In the late ’80s when Pike jumped on the scene, craft beer as we know it today did not exist. Most beer consumed in the U.S. was mass-produced light beer. The Finkels fell in love with the more complex beers of Europe on a trip and began a lifelong quest to bring those flavors back home to Seattle.
Pike introduced its first India pale ale in 1990, at the hands of then head brewer Fal Allen, who recently returned to Pike for the brew of the Pike Reunion IPA. But back when that first IPA was being crafted, hardly anyone in the area was used to a beer with such a dominating hop flavor. The next few years proved successful for the brewery and that IPA. After winning numerous awards from the Great American Beer Festival and others, the Finkels decided Pike was outgrowing its space so they moved up the hill to its current location, where it occupies three stories on First Avenue in Downtown Seattle.
President and co-owner Drew Gillespie started at Pike more than 20 years ago, not long after Pike moved up the hill to its current location and opened The Pike Pub, and not long after the Finkels decided to sell Pike to retire.
“We call that time when I got hired the dark ages,” Gillespie says, noting how the couple returned to Pike in 2006 because “they’re not the kind of people who retire… Pike has always been their baby, they had an opportunity to come back and they jumped on it.”
From there, Gillespie says the state of The Pike Pub was not up to par with where they knew it could be. “The pub had been languishing and the locals didn’t like it as much as they used to,” he says. “We worked really hard to turn the pub around and I was proud to get recognition for it.”
The Pike Pub won Seattle Magazine’s Best Rebirth award in 2007. “We dropped all our national products and replaced them with local versions,” Gillespie says.
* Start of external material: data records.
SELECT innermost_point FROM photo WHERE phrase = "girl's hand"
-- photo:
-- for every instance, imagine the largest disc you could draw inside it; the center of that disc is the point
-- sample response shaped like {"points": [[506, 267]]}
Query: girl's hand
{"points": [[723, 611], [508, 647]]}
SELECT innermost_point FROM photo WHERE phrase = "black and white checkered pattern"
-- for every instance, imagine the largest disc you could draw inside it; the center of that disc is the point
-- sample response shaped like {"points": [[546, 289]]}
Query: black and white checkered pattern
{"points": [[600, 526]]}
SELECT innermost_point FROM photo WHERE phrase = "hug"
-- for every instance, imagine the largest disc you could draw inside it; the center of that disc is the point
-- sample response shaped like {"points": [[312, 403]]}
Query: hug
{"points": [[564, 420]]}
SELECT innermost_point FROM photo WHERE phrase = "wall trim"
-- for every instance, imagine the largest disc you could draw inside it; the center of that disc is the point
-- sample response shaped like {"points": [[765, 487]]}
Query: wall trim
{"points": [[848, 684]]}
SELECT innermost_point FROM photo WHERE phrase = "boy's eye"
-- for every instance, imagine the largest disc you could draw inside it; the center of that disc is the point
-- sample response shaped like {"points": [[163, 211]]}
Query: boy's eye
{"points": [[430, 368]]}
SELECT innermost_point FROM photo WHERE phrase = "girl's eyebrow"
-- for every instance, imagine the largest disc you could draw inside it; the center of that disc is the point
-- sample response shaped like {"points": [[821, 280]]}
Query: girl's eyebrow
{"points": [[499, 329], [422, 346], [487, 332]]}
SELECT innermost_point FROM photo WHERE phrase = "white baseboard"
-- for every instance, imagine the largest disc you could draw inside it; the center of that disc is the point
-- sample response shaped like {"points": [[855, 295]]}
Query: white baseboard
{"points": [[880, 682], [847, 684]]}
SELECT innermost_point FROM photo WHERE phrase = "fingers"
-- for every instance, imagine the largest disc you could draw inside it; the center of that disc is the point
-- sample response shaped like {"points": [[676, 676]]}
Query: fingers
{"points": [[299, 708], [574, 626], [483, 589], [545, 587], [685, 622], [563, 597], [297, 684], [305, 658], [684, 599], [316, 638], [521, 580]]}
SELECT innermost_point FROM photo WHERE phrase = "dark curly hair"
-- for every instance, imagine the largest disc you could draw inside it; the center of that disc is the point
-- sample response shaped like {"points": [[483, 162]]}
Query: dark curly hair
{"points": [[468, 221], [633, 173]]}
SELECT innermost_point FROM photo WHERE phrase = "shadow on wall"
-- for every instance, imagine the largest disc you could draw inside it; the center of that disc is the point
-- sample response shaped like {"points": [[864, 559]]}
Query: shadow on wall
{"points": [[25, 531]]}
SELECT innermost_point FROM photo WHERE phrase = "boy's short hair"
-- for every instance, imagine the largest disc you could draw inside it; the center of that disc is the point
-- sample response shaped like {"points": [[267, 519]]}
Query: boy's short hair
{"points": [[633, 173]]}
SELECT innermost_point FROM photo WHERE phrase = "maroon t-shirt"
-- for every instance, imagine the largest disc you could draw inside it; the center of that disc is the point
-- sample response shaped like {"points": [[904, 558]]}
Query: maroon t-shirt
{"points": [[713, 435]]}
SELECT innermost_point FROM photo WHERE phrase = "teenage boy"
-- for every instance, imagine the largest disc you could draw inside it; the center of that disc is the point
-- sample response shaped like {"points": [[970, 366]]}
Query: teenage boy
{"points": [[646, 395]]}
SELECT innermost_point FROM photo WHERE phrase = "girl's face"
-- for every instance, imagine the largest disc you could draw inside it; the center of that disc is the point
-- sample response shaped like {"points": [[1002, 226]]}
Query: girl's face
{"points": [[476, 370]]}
As general manager of the pub, he worked along the Finkels to revamp the pub, including giving it the all new “beer museum,” which showcases 9,000 years of beer history and beer memorabilia.
Since 2006, the brewery has seen a massive expansion in its production as well as branching beyond the burgers and fries of The Pike Pub and into the fine dining industry with Tankard & Tun, its upstairs gastropub and oyster bar. Gillespie also helped with the expansion of Pike’s cellar, which like the entire brewing system, is a feat of engineering.
“The cellar is above the dining room and each tank weighs 20,000 pounds and there are five of them,” Gillespie says. “Getting it to safely connect to the brewery two floors below was a lot of fun… The cellar tanks had to be custom designed to be craned in through a window off of Post Alley.”
Pike is celebrating its 30thh anniversary in style with a party at the pub on Thursday, Oct. 17, in honor of the three decades. Beers will be available at the original price of $2.50, with special original Pike recipes brewed and will be available, coupled with live music.
As the company looks back on its history, Gillespie says they also continue to look into the future. Pike has made several developments in its brewing program, from switching from bottles to cans, to expanding the barrel aging program and constantly creating new beers — like a mimosa IPA and Belgian quad aged in gin barrels.
“In the beer industry, if you’re not innovating, you’re going to get left behind pretty quickly,” Gillespie says. “To stay relevant after 30 years it takes hard work, determination and self-reflection. That goes beyond the owners and into everyone that works here.”